Il semble que son départ ait été plus compliqué à organiser. Selon Saeed Khatibzadeh, le porte-parole du ministère des Affaires étrangères iranien, Téhéran aurait contacté quelques « pays de la région » pour aider à son transfert vers l’Iran pour y être soigné. De leur côté, les Houthis auraient demandé aux Saoudiens qui assurent le blocus aérien de Sanaa de laisser passer un vol iranien vers Téhéran. La « communication » serait passée via Bagdad). Ils auraient assuré qu’Irlu ne serait pas remplacé.

Riyad (qui s’est réjoui de cette nouvelle pensant qu’elle est le signe de dissensions entre les Houthis et l’Iran) a exigé qu’il prenne un avion omanais ou irakien et que des prisonniers de haut rang saoudiens soient libérés. Il semble qu’une autre solution ait été trouvée par la force Al-Qods puisque son retour en Iran a été annoncé le 18 décembre. Il aurait été immédiatement transporté vers un hôpital de Téhéran.

Les rebelles houthis tentent depuis plusieurs mois de s’emparer de la totalité de la province Marib(4) riche en pétrole. Cette bataille est jugée cruciale par les deux camps car le sort de la guerre en dépendrait. Après l’échec des négociations conduites par l’ONU pour arriver à un cessez-le-feu, l’Arabie saoudite a repris encore plus intensément ses frappes aériennes mais cette fois tentant d’atteindre des conseillers iraniens et libanais (du Hezbollah libanais).

En ce qui concerne le départ de l’« ambassadeur » iranien à Sanaa, en dehors des options d’une contamination réelle par la COVID et une mésentente de ce dernier avec les Houthis (qui ont toujours été très jaloux de leur indépendance), une troisième hypothèse n’a pas été évoquée : la volonté de Téhéran de faire un geste de bonne volonté (certes minime) dans le cadre des négociations JCPOA (accord de Vienne sur le nucléaire iranien, Joint Comprehensive Plan of Action) qui se déroulent actuellement en Suisse.
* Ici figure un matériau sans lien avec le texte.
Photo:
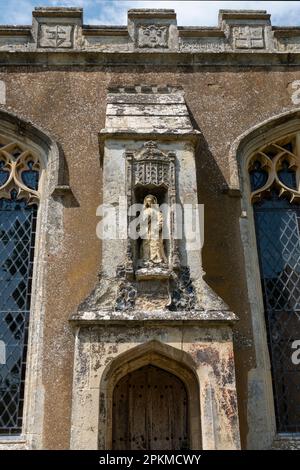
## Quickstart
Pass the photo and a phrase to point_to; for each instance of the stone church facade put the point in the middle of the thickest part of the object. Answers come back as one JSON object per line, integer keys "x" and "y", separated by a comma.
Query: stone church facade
{"x": 113, "y": 342}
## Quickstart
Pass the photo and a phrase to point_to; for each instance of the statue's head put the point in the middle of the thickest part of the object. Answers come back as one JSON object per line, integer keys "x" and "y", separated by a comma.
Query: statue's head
{"x": 150, "y": 200}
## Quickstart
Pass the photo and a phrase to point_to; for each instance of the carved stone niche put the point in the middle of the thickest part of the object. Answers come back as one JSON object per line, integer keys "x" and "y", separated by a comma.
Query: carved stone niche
{"x": 152, "y": 172}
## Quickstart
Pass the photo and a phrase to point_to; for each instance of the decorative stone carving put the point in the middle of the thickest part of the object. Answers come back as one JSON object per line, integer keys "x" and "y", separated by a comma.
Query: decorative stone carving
{"x": 152, "y": 168}
{"x": 153, "y": 36}
{"x": 183, "y": 296}
{"x": 19, "y": 171}
{"x": 56, "y": 36}
{"x": 152, "y": 248}
{"x": 126, "y": 292}
{"x": 276, "y": 166}
{"x": 248, "y": 37}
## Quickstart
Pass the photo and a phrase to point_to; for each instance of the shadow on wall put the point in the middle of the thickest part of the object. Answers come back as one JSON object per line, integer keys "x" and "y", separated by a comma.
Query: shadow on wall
{"x": 222, "y": 255}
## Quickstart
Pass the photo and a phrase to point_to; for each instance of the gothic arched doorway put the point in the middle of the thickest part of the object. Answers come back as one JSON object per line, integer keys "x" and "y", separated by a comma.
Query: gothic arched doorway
{"x": 150, "y": 411}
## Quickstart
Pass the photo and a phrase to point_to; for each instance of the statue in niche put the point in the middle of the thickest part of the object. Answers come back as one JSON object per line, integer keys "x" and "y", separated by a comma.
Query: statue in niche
{"x": 151, "y": 227}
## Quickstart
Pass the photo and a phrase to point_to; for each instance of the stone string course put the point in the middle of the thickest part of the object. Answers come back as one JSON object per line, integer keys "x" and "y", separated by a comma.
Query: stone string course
{"x": 149, "y": 31}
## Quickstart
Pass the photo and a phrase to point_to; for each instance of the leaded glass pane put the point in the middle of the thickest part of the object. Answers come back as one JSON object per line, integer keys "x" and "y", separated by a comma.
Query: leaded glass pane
{"x": 17, "y": 234}
{"x": 278, "y": 237}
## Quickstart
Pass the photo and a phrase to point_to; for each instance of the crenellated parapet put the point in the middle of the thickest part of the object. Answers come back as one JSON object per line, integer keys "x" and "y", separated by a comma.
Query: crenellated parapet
{"x": 56, "y": 29}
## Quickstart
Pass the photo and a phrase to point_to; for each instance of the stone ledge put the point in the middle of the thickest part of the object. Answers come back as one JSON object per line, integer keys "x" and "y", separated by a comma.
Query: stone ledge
{"x": 244, "y": 15}
{"x": 151, "y": 13}
{"x": 195, "y": 32}
{"x": 154, "y": 317}
{"x": 57, "y": 12}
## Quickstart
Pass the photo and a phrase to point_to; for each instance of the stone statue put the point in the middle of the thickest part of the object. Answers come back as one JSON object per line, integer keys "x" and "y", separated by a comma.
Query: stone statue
{"x": 152, "y": 248}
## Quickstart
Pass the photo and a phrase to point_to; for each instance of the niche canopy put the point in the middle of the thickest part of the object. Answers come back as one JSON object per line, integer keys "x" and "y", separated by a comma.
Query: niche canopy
{"x": 148, "y": 157}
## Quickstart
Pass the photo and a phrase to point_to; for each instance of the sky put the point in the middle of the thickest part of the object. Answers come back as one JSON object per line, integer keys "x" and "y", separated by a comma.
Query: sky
{"x": 189, "y": 13}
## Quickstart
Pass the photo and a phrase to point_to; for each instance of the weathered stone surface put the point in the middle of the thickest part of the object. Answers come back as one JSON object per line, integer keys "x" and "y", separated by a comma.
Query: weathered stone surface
{"x": 58, "y": 95}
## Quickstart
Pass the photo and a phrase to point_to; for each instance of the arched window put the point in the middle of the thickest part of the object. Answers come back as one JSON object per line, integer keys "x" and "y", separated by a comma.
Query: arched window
{"x": 19, "y": 198}
{"x": 274, "y": 172}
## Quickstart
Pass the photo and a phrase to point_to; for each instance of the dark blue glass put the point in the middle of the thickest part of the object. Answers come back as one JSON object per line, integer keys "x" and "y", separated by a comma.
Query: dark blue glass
{"x": 277, "y": 223}
{"x": 17, "y": 234}
{"x": 287, "y": 176}
{"x": 258, "y": 176}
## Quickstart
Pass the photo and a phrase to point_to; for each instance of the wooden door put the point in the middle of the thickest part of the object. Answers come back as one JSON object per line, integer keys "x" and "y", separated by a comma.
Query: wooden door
{"x": 150, "y": 411}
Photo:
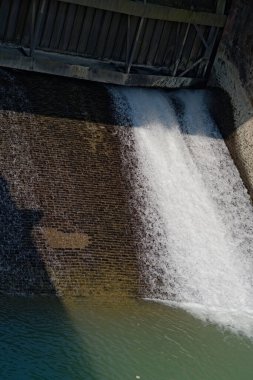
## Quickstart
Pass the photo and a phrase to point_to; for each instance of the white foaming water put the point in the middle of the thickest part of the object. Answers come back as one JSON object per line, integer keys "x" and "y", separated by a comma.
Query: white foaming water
{"x": 196, "y": 243}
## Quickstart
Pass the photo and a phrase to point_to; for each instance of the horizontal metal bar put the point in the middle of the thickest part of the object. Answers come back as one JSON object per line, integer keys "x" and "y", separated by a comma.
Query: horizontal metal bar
{"x": 68, "y": 66}
{"x": 154, "y": 11}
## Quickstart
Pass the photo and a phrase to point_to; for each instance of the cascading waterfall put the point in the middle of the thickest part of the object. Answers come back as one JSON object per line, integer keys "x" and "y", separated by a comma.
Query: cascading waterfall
{"x": 196, "y": 215}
1. ou Hassan Irloo. Il n’est pas certain que cette identité soit la bonne. Il y a trois autres ambassades encore ouvertes à Sanaa : celles d’Éthiopie, du Maroc et de Djibouti.
2. Les Iraniens ont pour habitude d’honorer leurs « martyrs ». Le fait que la mort de Shahla’i n’ait jamais été évoquée laisse à penser qu’il est toujours vivant.
3. Voir « Syrie : Bachar el Assad en quête de légitimité ? » du 16 novembre 2021.
4. Voir « Yémen : combats acharnés dans le gouvernorat de Marib » du 12 octobre 2021.